Mais le grand défi de nouvelles autorités demeure l’insécurité qui persiste dans certaines régions du pays, à l’exemple des préfectures de la Ouaka, de la Basse-Kotto, de la Nana-Gribizi... où des violents affrontements se sont déroulés entre certaines branches de l’ex-coalition Séléka, occasionnant de nombreux dégâts matériels et de lourdes pertes en vies humaines.
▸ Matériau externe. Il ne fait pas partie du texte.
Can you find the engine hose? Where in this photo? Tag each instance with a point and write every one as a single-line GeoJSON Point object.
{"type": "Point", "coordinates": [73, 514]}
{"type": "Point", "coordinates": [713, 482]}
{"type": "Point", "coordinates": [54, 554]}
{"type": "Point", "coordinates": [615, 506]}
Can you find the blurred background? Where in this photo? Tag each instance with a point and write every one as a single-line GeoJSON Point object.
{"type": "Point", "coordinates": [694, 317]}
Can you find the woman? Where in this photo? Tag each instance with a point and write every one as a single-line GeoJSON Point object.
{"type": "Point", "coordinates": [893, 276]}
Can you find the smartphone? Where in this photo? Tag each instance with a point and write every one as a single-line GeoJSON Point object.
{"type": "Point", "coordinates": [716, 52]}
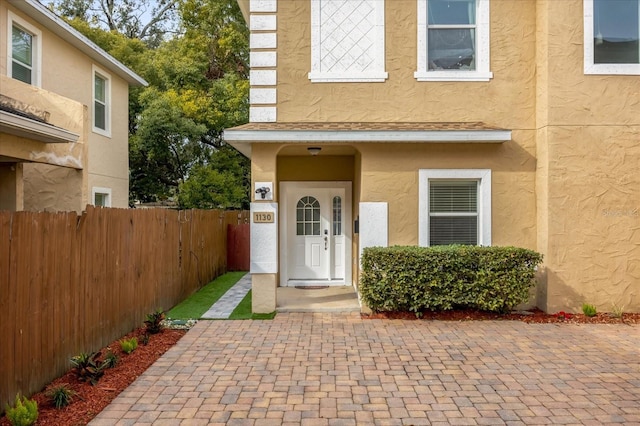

Les zones stratégiques de la RCA qui devraient permettre aux autorités de renflouer la caisse de l’Etat et faire face à certaines obligations sont sous la domination des groupes armés qui perçoivent les taxes, impôts et  rackettent les populations civiles comme bon leur semble. L’agriculture et l’élevage qui constituent les principales activités  des populations paysannes sont actuellement réduites à néant à cause de la présence des hommes armés qui, à la moindre chose, ont toujours la gâchette facile sur tout ce qui bouge. Mais le mois de mars doit être gravé dans l’esprit des centrafricains, car il est vraiment riche en évènements.